Changing diets yes. Changing driving habits, not really. Personal use of
passenger vehicles accounts for a tiny fraction of transportation related CO2
emissions. The overwhelming majority comes from cargo ships and associated
logistics.

A typical cargo ship will burn about 30 liters of bunker fuel (far more
polluting than diesel) to travel 1 meter. 15 typical cargo ships emit as much
CO2 as all cars on the planet combined. There are about 15,000 such ships
operating today, with a further 30,000 slightly smaller ones.
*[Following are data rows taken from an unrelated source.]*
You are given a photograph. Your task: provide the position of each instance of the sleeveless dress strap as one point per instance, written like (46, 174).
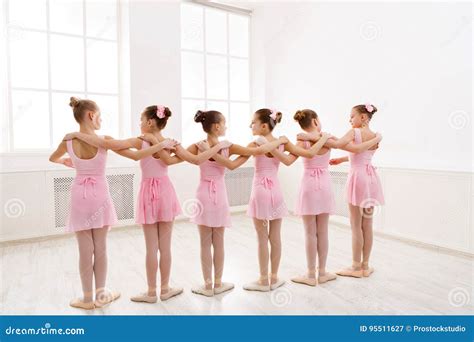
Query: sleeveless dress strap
(357, 136)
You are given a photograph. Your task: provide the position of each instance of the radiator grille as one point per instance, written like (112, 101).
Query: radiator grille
(339, 179)
(121, 191)
(239, 185)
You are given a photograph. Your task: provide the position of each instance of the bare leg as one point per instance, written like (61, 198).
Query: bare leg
(205, 234)
(262, 284)
(150, 232)
(99, 236)
(357, 244)
(218, 245)
(165, 230)
(261, 227)
(275, 244)
(309, 222)
(86, 267)
(367, 229)
(322, 222)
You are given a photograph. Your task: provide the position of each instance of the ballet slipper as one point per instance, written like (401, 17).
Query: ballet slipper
(80, 304)
(203, 291)
(326, 277)
(106, 298)
(350, 272)
(256, 286)
(223, 288)
(144, 298)
(367, 271)
(171, 293)
(305, 280)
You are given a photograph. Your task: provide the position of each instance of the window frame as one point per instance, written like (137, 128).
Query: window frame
(228, 10)
(85, 93)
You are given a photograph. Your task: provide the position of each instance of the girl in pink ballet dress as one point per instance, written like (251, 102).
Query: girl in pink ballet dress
(92, 212)
(363, 191)
(213, 213)
(315, 199)
(266, 205)
(157, 203)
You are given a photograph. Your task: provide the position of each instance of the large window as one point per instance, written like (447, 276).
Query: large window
(57, 49)
(214, 69)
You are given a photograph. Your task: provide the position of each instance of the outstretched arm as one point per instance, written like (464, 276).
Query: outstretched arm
(57, 156)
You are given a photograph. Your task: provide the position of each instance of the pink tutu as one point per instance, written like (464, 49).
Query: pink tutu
(315, 195)
(212, 204)
(157, 200)
(363, 187)
(266, 199)
(91, 205)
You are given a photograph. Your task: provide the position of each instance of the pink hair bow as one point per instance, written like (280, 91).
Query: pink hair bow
(273, 114)
(160, 112)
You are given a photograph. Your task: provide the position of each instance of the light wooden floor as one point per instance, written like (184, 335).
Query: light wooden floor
(41, 277)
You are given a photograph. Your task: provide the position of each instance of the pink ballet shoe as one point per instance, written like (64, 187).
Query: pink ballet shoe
(172, 292)
(80, 304)
(350, 272)
(224, 287)
(326, 277)
(305, 280)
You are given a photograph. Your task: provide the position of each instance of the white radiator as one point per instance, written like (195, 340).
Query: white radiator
(121, 191)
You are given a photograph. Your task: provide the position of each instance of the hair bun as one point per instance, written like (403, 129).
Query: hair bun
(74, 101)
(200, 116)
(299, 115)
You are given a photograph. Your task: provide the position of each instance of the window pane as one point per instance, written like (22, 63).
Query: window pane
(30, 119)
(192, 131)
(67, 63)
(102, 73)
(238, 35)
(239, 79)
(63, 118)
(66, 16)
(27, 13)
(239, 123)
(220, 106)
(217, 77)
(101, 19)
(25, 70)
(192, 74)
(191, 27)
(109, 114)
(216, 31)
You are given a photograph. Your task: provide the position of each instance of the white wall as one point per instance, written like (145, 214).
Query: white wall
(413, 61)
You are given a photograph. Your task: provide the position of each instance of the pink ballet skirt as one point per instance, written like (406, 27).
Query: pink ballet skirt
(266, 199)
(91, 205)
(157, 200)
(363, 187)
(212, 204)
(315, 195)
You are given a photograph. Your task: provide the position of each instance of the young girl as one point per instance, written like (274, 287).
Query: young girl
(364, 191)
(91, 209)
(157, 204)
(266, 205)
(315, 200)
(211, 194)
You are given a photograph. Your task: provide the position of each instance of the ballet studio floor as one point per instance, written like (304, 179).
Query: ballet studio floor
(40, 277)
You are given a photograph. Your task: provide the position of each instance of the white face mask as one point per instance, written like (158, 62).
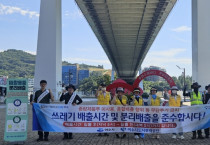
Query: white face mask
(103, 89)
(174, 91)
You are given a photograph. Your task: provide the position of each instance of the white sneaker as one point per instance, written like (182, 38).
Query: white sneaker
(174, 136)
(136, 137)
(181, 137)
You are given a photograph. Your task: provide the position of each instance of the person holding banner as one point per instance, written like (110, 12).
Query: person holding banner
(207, 101)
(120, 99)
(154, 101)
(70, 98)
(43, 96)
(104, 98)
(175, 101)
(137, 100)
(195, 99)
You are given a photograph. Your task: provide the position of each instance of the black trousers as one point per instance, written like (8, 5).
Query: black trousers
(67, 134)
(207, 131)
(198, 132)
(41, 133)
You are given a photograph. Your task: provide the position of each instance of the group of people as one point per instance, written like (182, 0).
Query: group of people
(145, 99)
(104, 98)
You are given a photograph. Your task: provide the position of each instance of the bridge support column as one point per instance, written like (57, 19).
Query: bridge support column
(49, 50)
(141, 83)
(200, 42)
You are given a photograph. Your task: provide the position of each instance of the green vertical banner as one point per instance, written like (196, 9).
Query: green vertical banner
(16, 123)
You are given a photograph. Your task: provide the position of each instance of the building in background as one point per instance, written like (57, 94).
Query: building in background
(154, 78)
(70, 73)
(83, 74)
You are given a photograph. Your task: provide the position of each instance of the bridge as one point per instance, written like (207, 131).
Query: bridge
(125, 28)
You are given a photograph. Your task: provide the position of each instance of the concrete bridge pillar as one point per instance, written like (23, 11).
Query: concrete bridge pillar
(201, 42)
(49, 47)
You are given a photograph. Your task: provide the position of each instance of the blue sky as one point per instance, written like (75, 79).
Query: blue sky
(19, 28)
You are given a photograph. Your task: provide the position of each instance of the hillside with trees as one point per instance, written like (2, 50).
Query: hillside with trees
(19, 64)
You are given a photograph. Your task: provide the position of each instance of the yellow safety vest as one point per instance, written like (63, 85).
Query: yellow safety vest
(175, 102)
(124, 100)
(136, 103)
(196, 100)
(103, 100)
(155, 102)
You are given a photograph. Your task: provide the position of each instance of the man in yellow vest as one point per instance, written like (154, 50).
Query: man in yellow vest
(154, 101)
(175, 101)
(104, 98)
(120, 99)
(137, 100)
(195, 99)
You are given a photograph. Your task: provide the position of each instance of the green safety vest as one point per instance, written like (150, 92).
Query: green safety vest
(196, 100)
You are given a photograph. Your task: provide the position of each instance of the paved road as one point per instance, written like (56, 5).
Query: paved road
(93, 139)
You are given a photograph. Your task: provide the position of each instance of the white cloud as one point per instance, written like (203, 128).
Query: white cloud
(182, 29)
(8, 10)
(31, 52)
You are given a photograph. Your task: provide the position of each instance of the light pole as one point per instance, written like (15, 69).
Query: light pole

A single cruise
ship company like Carnival Cruise emits more CO2 than all of Europe's car's
combined.

Even if the entire world converted to zero-emission EVs overnight, it wouldn't
make a meaningful dent in these numbers.

The inconvenient truth is that in order to make a serious dent on
transportation related CO2 emissions, the entire developed world would have to
give up its lavish lifestyle of internationally shipped products and foods.
Sadly a harder sell then 'drive an EV to save the planet lol', so our
governments continue to focus on inconsequential but easily attainable
measures. And that is nothing to say of the fact that cutting down
international shipping is at odds with free market capitalism that's driving
our civilisation.

Fun fact: bulk carrier shipping is so cheap that in Australia, locally caught
fish are shipped to China for processing and freezing and then shipped back
here for retail. The pollution associated with this alone is more than the sum
pollution of all Australian cars.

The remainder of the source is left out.